MILFORD — A lot has changed since 1968, when Dr. Martin Luther King Jr. delivered his speech, “The Other America,” but the reality of social injustice and racism remain, according to Tekisha Everette.

“Is this the dream?” Everette, the CEO of the nonprofit agency Health Equity Solutions, asked in her keynote speech during Milford’s annual Reflections tribute to King. “We have a global pandemic where African Americans and Latinos are disproportionally hospitalized.”

Everette also pointed out the disparity in police response between the storming of the U.S. Capitol, “where people were nicely asked to leave” and the response to the protests following the deaths of George Floyd and Breonna Taylor, where demonstrators were tear gassed.

“Is this the dream?” she repeated.

The Reflections tribute is a tradition dating back 35 years, according to Mayor Ben Blake.

“We traditionally have it in City Hall, which we obviously couldn’t do because of the pandemic,” he said. “But it’s important to us to have that connection with the city, so we moved it online this year, and we were able to keep that connection.”

Blake gave his remarks from his City Hall office, and also read a proclamation declaring Jan. 18 as a memorial day of nonviolence and crusading for human rights in Milford.

“In keeping with Dr.
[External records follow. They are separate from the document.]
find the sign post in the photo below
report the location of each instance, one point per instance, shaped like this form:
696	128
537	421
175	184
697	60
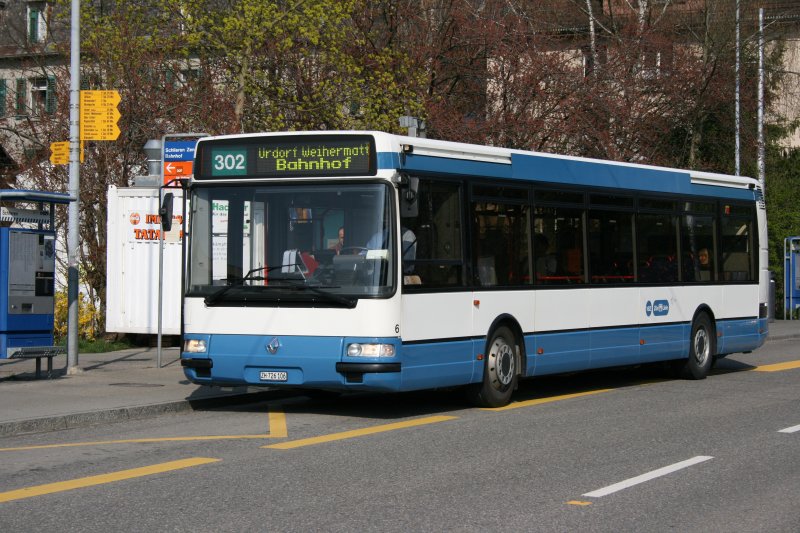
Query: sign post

King’s legacy, each of us can and must contribute to making our communities better,” he said. “I urge my fellow citizens to observe this day with appropriate civic, community and service projects in honor of Dr. King.”

U.S. Rep. Rosa DeLauro, D-Conn., another one of the speakers at the Reflections tribute, tied the civil rights message of the day to the current state of the country.

“The pandemic has further exposed the racial inequities that we all know exist,” she said.

Members of minority communities, she said, are more likely to suffer from the effects of COVID-19, and less likely to be vaccinated, she said. And an insurrection led by “white nationalists and Confederate flag wavers who sought to overturn a national election” shook the nation, she said.

“Even in 2021, they still relished the sight of a noose swinging in the nation’s capital,” she said referring to a widely circulated photo of gallows erected in Washington, D.C.

The images further reinforce that there are two Americas, she said.

U.S. Sen. Richard Blumenthal, D-Conn., remarked that the country was about to inaugurate a new president and vice president, and called Kamala Harris’ election “historic and momentous.”

“My hope is that they will live out through their administration the life and legacy of Martin Luther King,” he said.

Everette concluded the virtual gathering with an admonition to all to take an active role in battling racism and bigotry wherever it may be.

“We have come so far, but we have so much further to go,” she said. “Any inqequity is unacceptable.”

She urged people to wake up and become dedicated to ongoing injustice.

“Wake up people. Wake up from the delusion that we’ve done all that we can do, and that the problem is just too large,” she said. “Declare yourself today an anti-racist. And ask yourself each day, ‘What have I done to eradicate racial inequities?’ If not you who stands up in the face of racial injustice, who shall it be?”